Sparsely decorated and warmly lit with incandescent bulbs he installed himself, JG’s Woodbridge room is nice enough to look at. But it’s not what’s in the room that caught Bwog’s attention; it’s what’s notably absent—namely, the Internet. Unlike the rest of Columbia’s Gmail-addicted, Twitter-happy student population, JG, CC ’14, prefers to minimize his use of college students’ favorite procrastination device.

JG, a French literature major from Washington, DC, made the decision to cut down on his use of technology during his senior year of high school. “I was sort of reevaluating my relationship with technology, and I just decided that I preferred it have a lesser impact on my life,” he said. “I deleted my Facebook at the end of senior year. I just wanted to start afresh and engage myself in other things besides just checking things online.” He hasn’t used an Internet-connected computer since he’s been at college, keeping a small laptop for writing papers tucked out of sight.

The rest of Woodbridge 4G’s decor is fairly minimalistic, including a few French film prints and a painting of 18th-century London acquired at Yale’s museum for British art, but a ROLM phone, prominently displayed on JG’s desk, sticks out. He had the phone installed by Housing after land lines were removed from all Columbia dorm rooms this summer. Although JG owns a Razr phone, which he’s had since eighth grade, he has all calls forwarded to his landline; he described cell phones as “kind of bothersome,” saying he prefers “to have a nice conversation with someone without the thing interrupting me about something that I don’t really need.”
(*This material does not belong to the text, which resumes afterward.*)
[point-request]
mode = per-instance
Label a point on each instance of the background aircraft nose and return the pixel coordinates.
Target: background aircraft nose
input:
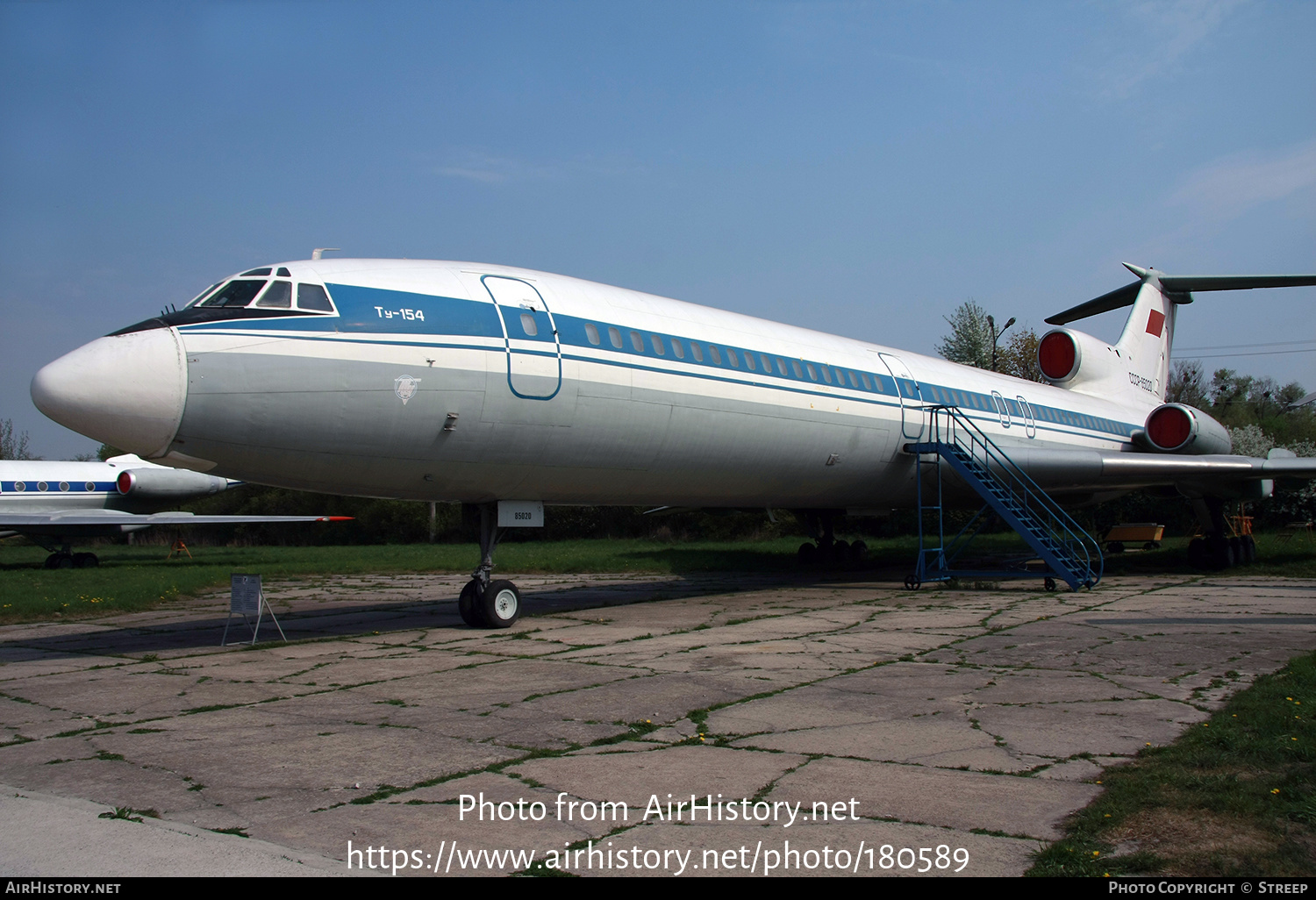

The choice to abstain from most forms of modern technology, JG said, arose out of a desire to make his room into a “personal sanctuary, keeping the modern world at bay.” Although he keeps up on current events by reading the New York Times daily, he said he wanted to be able “to come home at the end of the day and not have to deal with whatever there may be out there. I don’t know how you call it—crises or developing situations.”

This bed is probably neater than yours

Without the distraction of Facebook, he devotes his free time to some impressively productive activities, including cooking and—gasp!—pleasure reading. He’s currently on the final volume of Proust’s In Search of Lost Time and describes himself as a “religious” reader of The New Yorker; there are a few copies placed on top of his dresser, next to a radio he purchased from the MoMA design store. And since he’s not distracted by the Internet, JG prefers to study in his room instead of making the trek over to Butler.
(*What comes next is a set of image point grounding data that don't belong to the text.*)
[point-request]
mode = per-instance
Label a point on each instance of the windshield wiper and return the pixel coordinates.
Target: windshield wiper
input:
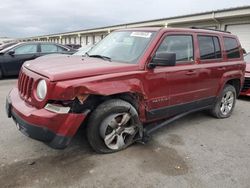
(99, 56)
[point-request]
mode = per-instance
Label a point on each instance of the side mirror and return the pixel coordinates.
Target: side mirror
(11, 52)
(163, 59)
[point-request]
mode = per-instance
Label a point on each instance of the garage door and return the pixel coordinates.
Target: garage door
(243, 32)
When asked if he ever felt out of touch with other college students, JG said he generally felt in touch with pop culture. “There are a few things,” he said.  “I guess in texting now, people use a hashtag to indicate that they’re going to do something or that they support something. So one time someone did that to me and I had to ask for more information. But I think I’m mostly in touch with these things, kind of peripherally so.”

I spy a ROLM phone

Ultimately, JG said, his peers are generally understanding of his choice to forgo modern technology. “They kind of think of me as, I don’t know, like a romantic, living in the past,” he explained “And I don’t know if I’m living in the past. I just don’t happen to like a lot of the things this century has brought us.”